- Wesfarmers plans to demerge its Coles supermarket division, creating a new top 30 company listed on the ASX.
- Macquarie Research has looked at the price performance of Australian listed companies following demergers in the past.
- It found that, on average, shares in the spun-off entity tend to fall before recovering after six months.
A little over a decade after being absorbed into the Wesfarmers empire, Australian supermarket chain Coles looks to be spun off into a separate listed entity on the ASX.
Compared to when it was last traded back in 2007, the competition and consumer environment is now incredibly different, creating uncertainty as to what its share price may do when it starts to trade.
While that’s yet to be determined, if history is any guide, it’s shares may struggle early on.
As seen in this chart from Macquarie Research, of the 38 demergers seen in Australia since 1995, the spun-off entity has generally fallen in the short to medium term.
“The child entity typically underperforms the market for the first few weeks following the spin-off.
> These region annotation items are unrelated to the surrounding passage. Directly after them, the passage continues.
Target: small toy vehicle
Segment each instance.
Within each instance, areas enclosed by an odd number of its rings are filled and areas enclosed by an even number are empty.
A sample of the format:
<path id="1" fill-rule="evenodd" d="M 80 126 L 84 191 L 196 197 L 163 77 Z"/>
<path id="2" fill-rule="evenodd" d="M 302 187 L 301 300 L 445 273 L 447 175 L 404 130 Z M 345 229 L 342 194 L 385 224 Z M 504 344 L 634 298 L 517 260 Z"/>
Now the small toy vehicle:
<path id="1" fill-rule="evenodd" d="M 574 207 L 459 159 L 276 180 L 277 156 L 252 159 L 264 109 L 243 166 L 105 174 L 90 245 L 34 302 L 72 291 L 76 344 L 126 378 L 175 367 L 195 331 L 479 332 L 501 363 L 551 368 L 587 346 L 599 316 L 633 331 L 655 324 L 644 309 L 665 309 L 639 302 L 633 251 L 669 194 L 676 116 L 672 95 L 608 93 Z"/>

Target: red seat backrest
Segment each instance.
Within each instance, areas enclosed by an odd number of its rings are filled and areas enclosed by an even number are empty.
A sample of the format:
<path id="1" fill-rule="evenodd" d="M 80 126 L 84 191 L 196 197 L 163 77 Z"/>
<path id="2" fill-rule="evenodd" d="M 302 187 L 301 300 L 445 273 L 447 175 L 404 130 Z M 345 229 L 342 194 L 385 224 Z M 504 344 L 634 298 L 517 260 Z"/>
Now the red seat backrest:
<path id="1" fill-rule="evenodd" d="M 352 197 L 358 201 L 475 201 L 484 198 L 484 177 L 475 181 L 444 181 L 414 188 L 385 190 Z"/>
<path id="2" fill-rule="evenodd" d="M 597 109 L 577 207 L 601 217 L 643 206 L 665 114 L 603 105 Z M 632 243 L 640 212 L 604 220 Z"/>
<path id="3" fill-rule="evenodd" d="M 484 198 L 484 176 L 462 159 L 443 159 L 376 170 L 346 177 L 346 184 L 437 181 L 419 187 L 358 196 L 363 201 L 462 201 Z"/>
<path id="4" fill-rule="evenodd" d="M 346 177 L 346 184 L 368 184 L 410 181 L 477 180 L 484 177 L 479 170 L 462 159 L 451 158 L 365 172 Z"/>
This continues generally for a period of 6 months,” Macquarie says, adding that “it is not until 12 months after the split that the child entity typically outperforms”.
In comparison, Macquarie says the parent entity is “typically flat leading into a demerger” before matching the broader market performance following the split.
While history suggests shares in Coles may struggle early on based prior demergers, it’s only an average and does not reflect the performance of every individual split seen over the past two decades.
What it does provide is a few hints as to how shares in both Wesfamers and Coles may fare when the demerger date is finalised.